A letter from our publisher.
Here is a shocking statistic for you: Up to 40 percent of food in the United States goes uneaten. That is on average 400 pounds of food per person every year.
There are many reasons for this, but the least defensible are grocery stores’ quality standards that over-emphasize appearance. All-you-can-eat buffets, laws requiring restaurants to throw away food once it’s served (even if it’s untouched) and poorly planned grocery shopping all play a role in seeing much of our food end up in landfills.
I recall my mother telling us it was a sin not to finish what was on our plate and that there were starving children all over the world that would be grateful for any kind of food. To this day, I still believe it’s sinful to throw away food.
Consider all the resources required to bring food from the farm to your table: water for irrigation, land for planting, fuel for powering harvest and transport vehicles. Did you know it takes 1,799 gallons of water to produce just one pound of beef? And yet so much food in America goes to waste. We need to find a better way.
It was with these facts in mind that I found myself at a restaurant that is trying to change the way we consume food. I was in London recently and had a Sunday afternoon to kill in between meetings. I asked our editor to suggest some interesting food experiences for me to try out. He suggested I go visit Silo Restaurant, the UK’s first zero-waste restaurant. So, I took a 45-minute cab ride to Hackney in east London to have a look for myself. Silo was a bit difficult to find. It was in a walled-off industrial park-like setting next to what looked like a pop-up nightclub that was still blaring music at 11:30 a.m. A few staggering patrons were still quaffing some beers outside the entrance and one fellow was unabashedly relieving himself into an open barrel.
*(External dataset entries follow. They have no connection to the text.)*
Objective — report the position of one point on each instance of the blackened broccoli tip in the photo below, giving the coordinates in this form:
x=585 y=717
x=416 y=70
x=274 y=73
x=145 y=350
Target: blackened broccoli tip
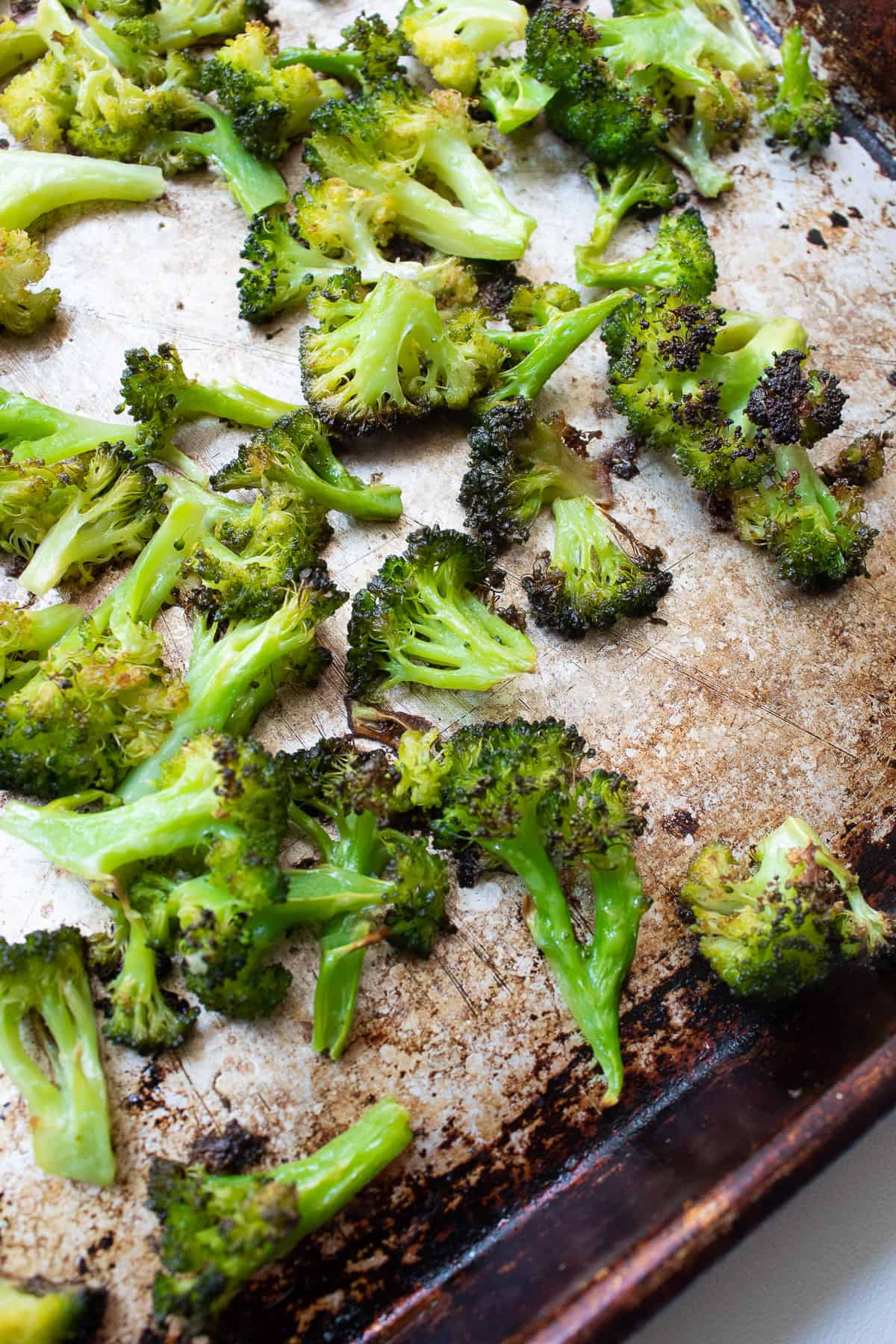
x=597 y=573
x=296 y=452
x=388 y=354
x=23 y=309
x=220 y=1230
x=517 y=464
x=785 y=917
x=38 y=1312
x=429 y=617
x=366 y=143
x=448 y=35
x=682 y=260
x=802 y=112
x=516 y=792
x=45 y=977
My apprehension fell away as soon as I entered the restaurant. It was a clean warehouse-style decor and everyone attending to me was pleasant.
I sat down at the bar and a young manager by the name of Martina was kind enough to answer some questions as I ordered my food. The restaurant launched in November and was the second Silo location by chef Douglas McMaster, who had previously worked in some gourmet restaurants in Australia. The original Silo restaurant opened five years ago in the seaside town of Brighton.
McMaster had become disillusioned by the amount of food waste he witnessed at elite restaurants. He developed a view that waste was a function of our obsession with perfection. He believes perfection does not exist and that food can be brilliant without being perfect. He only works with local organic farmers and has everything delivered in recyclable containers. There is no packaging in any food products he uses. If a food item can’t be delivered without packaging, his team simply makes it themselves. The restaurant even has its own mill to make flour from locally produced grains.
It also has its own compost machine to process food scraps, and it returns the organic material back to the farmers to use as fertilizer.
McMaster was inspired by the book Zero Waste Home, and he wants to promote the idea of more sustainable lifestyles. He hopes that by making his food attractive and delicious, his restaurant will help inspire people to change their habits. McMaster believes that you can’t push people to change their habits through fear-mongering or by being boring. You have to offer them a fun experience. He has said in interviews that launching his no-waste restaurant was stressful because the industry has supply chains that use a lot of processing and packaging. But once he got his systems in place, things became easier.
It all sounded very convincing. But, as I have learned over the years, when it comes to food, it’s fine to have a worthy mission, but if it doesn’t taste good, it’s a wasted effort. I recently started a plant-based diet. So I ordered three vegan dishes.
I started with Silo’s multigrain porridge with sourdough miso caramel, poached pear and quince jam. I am not normally a porridge person, but this dish impressed me.
For my second course, I had roasted tempeh with chimichurri and smoked squash.
And lastly, I ate slow-roasted king oyster mushrooms with red peppers and hemp creme fraiche on seeded loaf.
I chased it all down with a Crate lager, which was made in a micro brewery in the same building complex. The oyster mushrooms with red roasted peppers dish was my favorite, but they were all delicious. I was very impressed and recommend making the commute to east London on your next visit.
I left the restaurant feeling grateful that someone was making a statement about food waste. I was pleased to have informed myself. Suffering from jet lag and the effects of a lager, I headed back to my hotel for a well-deserved nap.